Amelia Earhart disappeared 77 years ago, but 2014 is turning out to be a banner year for her. Her namesake completed a memorial flight around the world, reenacting the original Earhart’s infamous flight (without so much of a tragic ending). Now, a group believes that they have found a piece of Earhart’s ill-fated plane.
The International Group for Historic Aircraft Recovery (TIGHAR) announced in a press release that they had positively identified a piece of aluminum as belonging to Amelia Earhart’s plane. The fragment was discovered on Nikomuaroro, a remote island in the Pacific in 1991, but was only recently identified as a patch from Earhart’s plane, which was attached to the aircraft in Miami prior to her attempt to circumnavigate the world in 1937.

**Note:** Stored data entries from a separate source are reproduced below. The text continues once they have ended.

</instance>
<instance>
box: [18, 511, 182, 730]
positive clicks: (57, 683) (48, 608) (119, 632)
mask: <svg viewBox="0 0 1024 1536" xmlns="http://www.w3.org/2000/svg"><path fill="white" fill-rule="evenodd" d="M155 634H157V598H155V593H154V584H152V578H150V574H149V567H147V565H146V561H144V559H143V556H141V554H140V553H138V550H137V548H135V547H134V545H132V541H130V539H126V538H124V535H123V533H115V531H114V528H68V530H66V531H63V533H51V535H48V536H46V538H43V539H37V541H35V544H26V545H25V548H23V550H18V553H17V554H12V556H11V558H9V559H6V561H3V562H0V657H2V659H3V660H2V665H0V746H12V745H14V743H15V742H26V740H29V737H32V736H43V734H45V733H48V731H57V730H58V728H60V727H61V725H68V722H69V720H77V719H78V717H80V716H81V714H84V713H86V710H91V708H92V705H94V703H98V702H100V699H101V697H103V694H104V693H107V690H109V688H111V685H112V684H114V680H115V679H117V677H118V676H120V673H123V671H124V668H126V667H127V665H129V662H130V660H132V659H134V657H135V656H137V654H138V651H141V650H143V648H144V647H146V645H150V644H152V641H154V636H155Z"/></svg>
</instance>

TIGHAR found that the artifact had a pattern of rivets unique to her aircraft, based on pictures of the plane prior to its disappearance, as well as comparisons to a surviving Lockheed Electra (the same type of plane Earhart was flying in when she disappeared.) The non-profit group has focused on Nikomuaroro for years, believing that instead of crashing in the Pacific after they ran out of fuel, Earhart and her navigator crash landed on the island’s reef, and survived for some time before Earhart perished weeks or months after the crash.
The organization has launched numerous expeditions to Nikomuaroro, including some that have earned the support of celebrities, like Hillary Clinton. They have identified numerous artifacts on the island that could be related to an Earhart crash, but all the evidence so far has been circumstantial, including fragments of what could be a woman’s compact and a jar that could have contained freckle cream (Earhart was reportedly embarrassed by her freckles.). The panel is the first peice of evidence that directly ties Earhart to the island.
Though the group has attracted many supporters and tons of public interest, TIGHAR hasn’t been entirely without controversy. There is a lawsuit from an unsatisfied donor who claims that non-profit already located the plane in 2010. TIGHAR vehemently denies the claims, and has raised money to cover the legal cost of the suit.
The organization relies on donors to fund its expeditions to the island. The next one is scheduled for June 2015, in which the group will be focusing on an anomaly noticed on the last expedition, which could be part of Earhart’s plane. After announcing the identification of the panel, TIGHAR Executive Director Ric Gillespie told Discovery News: “Funding is being sought, in part, from individuals who will make a substantial contribution in return for a place on the expedition team.”